Fin da subito colleghe, colleghi e persone della comunità pakistana sono accorse in ospedale dove hanno trovato, a favore di telecamere, l’Head of Operation Manager di Glovo che, a colloquio coi medici, affermava: «In realtà non dovremmo neanche essere qui, perché lui non è nostro dipendente ma solo un collaboratore».
Il giorno successivo, venerdì, esplode la rabbia rider: un presidio sotto la pioggia diventa rapidamente un corteo solidale che blocca due volte una delle piazze principali di Torino, attraversando il quartiere e soffermandosi a lungo davanti al luogo dell’incidente di Zohaib, proseguendo poi verso il centro città.

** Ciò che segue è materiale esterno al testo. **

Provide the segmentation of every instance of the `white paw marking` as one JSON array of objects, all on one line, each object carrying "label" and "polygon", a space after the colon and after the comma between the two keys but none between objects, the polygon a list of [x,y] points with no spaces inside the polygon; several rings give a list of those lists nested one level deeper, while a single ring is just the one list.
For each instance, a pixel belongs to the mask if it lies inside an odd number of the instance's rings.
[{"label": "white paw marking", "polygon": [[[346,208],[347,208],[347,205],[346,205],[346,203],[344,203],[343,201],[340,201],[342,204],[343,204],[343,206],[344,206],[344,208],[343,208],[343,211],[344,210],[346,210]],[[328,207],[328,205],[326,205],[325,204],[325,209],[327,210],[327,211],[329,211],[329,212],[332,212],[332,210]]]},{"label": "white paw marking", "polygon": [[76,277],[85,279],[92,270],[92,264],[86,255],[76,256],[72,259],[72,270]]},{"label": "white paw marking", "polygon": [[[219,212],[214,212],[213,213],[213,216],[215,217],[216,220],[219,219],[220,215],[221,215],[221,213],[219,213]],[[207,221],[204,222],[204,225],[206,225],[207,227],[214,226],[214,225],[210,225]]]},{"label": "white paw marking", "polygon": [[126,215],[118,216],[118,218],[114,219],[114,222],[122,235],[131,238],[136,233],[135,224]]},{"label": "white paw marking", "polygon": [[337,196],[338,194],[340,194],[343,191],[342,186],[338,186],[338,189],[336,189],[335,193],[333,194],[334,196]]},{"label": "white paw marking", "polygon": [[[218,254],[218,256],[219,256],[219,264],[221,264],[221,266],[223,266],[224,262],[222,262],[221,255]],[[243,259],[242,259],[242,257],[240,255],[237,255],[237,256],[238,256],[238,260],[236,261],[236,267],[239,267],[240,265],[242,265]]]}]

Strade affollate per lo shopping natalizio dell’ultimo momento, tante e tanti curiosi affacciati ai balconi a osservare lo scorrere del corteo punteggiato dagli zaini giallo Glovo e azzurro Deliveroo, in molti a chiedere perché chi di solito gli consegna la pizza stesse invece bloccando le strade. Rider che lungo il percorso si fermano, smettono di correre per un attimo, annuiscono. C’è chi già sa, chi ascolta, chi si unisce al corteo. Sono presenti componenti della comunità pakistana a Torino, rider in bici o in sella ai loro motorini, solidali e amici che ricordano come Zohaib lavorasse per aiutare la propria famiglia rimasta in Pakistan.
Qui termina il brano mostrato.